Enfin, le nombre d’allocataire du RSA est en baisse, ce qui allège notre budget (- 2 Millions).

Tout ceci atténue considérablement les incertitudes que nous connaissions ces dernières années.

Cela nous offre également beaucoup plus de lisibilité budgétaire et politique, maintenant que les transferts de compétences liés à la loi Notre sont effectifs et n'apparaissent plus dans le Budget Prévisionnel et que l'horizon s'éclaircie en terme de dotations de l'Etat et de conjoncture économique (avec un impact sur la prise en charge de personnes au RSA).

Les marges de manœuvre sont bien réelles. Comment les exploiter ? D’abord en consolidant nos politiques. Dans le domaine de l’insertion pour amplifier le retour à l’emploi; pour améliorer la prise en charge du public handicapé; pour diversifier les modes d'accompagnement des seniors en terme d'autonomie; en faveur de la transition énergétique.

Vous faites le choix de baisser les taux de la fiscalité sur le foncier bâti. Nous l’avons évoqué lors de la dernière session, nous ne partageons pas cette option, considérant que ce taux est conforme à la moyenne des collectivités et qu’au regard des recettes croissantes qu’il génère, il n’est pas dissuasif. C’est surtout une perte de financement que nous aurions pu dédier à des actions innovantes. Cela va représenter un manque à gagner d'à peu près 4 Millions d’euros.

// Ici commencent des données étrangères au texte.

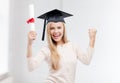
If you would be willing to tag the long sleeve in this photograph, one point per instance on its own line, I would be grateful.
(34, 62)
(84, 57)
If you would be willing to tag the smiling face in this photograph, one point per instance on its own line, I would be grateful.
(57, 32)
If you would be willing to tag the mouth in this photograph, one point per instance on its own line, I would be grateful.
(56, 36)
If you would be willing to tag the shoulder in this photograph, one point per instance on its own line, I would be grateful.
(45, 50)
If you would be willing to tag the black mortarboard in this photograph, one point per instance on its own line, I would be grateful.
(53, 16)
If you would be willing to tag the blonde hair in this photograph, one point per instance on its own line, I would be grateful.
(55, 58)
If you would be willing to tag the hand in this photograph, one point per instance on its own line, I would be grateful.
(31, 36)
(92, 33)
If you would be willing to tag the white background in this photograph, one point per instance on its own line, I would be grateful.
(104, 15)
(4, 32)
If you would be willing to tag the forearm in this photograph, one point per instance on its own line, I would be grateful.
(29, 51)
(92, 43)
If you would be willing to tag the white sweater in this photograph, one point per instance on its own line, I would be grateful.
(69, 54)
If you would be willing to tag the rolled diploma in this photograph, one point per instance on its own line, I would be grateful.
(31, 13)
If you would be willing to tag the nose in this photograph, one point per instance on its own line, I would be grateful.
(56, 30)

Ces marges de manœuvre peuvent par exemple servir au soutien à la vie associative. Les associations, de par leur souplesse de fonctionnement sont très souvent porteuses d’innovation. Elles interviennent pour venir compléter les politiques que nous menons. Ces dernières années, dans un contexte de maîtrise des dépenses de fonctionnement, elles ont souvent été une variable d’ajustement. On a baissé nos contributions de 5 Millions en 3 ans. Si c’est un effort global demandé à tout le monde, on peut le justifier. Sinon, quels critères on retient pour baisser de manière drastique des subventions. Ou une association mène des actions pertinentes en lien avec nos domaines de compétences et dans ce cas, on la conforte, ou son action est hors du cadre de nos politiques et on cesse de la financer. La gestion a été très opaque ces dernières années et chaque élu a été mis en difficulté pour justifier des baisses, jugées arbitraires. On a tout à gagner à être clair et transparent sur nos choix politiques.

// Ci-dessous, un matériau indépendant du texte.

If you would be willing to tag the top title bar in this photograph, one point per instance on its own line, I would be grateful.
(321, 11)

Enfin, il y a le sujet de m’emploi dans le Morbihan qui est au cœur de nos politiques d’insertion. On constate une reprise économique dans le pays avec un impact visible dans le Département ; dans la construction, l’agroalimentaire, le nautisme, la pêche. Globalement, les profils les plus « employables » sont en contrat, même si certains diplômés sont amenés à être mobile, voire à quitter la Bretagne pour trouver des postes correspondant à leur profil. Malgré ces besoins en recrutement, nous conservons un grand volume de personnes au chômage, souvent demandeur d’emploi de longue durée et allocataire du RSA. C’est un vrai sujet. Comment ces personnes sans activité peuvent profiter de la reprise économique. Sachant que dans le même temps, les entreprises locales connaissant des difficultés de recrutement font appel à une main d’œuvre étrangère. C’est le cas dans le bâtiment et dans l’agroalimentaire. Et ce n’est que le début.

Ce constat vient clairement acter une société à deux vitesses. C’est en même temps pour le Département en charge de l’accompagnement du public RSA un vrai défi. Nous disposons d’une offre d’insertion très fournie. On peut encore innover. C’est également amener à une prise de conscience de ce public. C’est renforcer la responsabilité de ces personnes dans le développement du territoire. Qu’ils n’en soient pas spectateur.

Notre objectif, pour ce public, est bien d’offrir des opportunités de ne pas rester au bord de la route.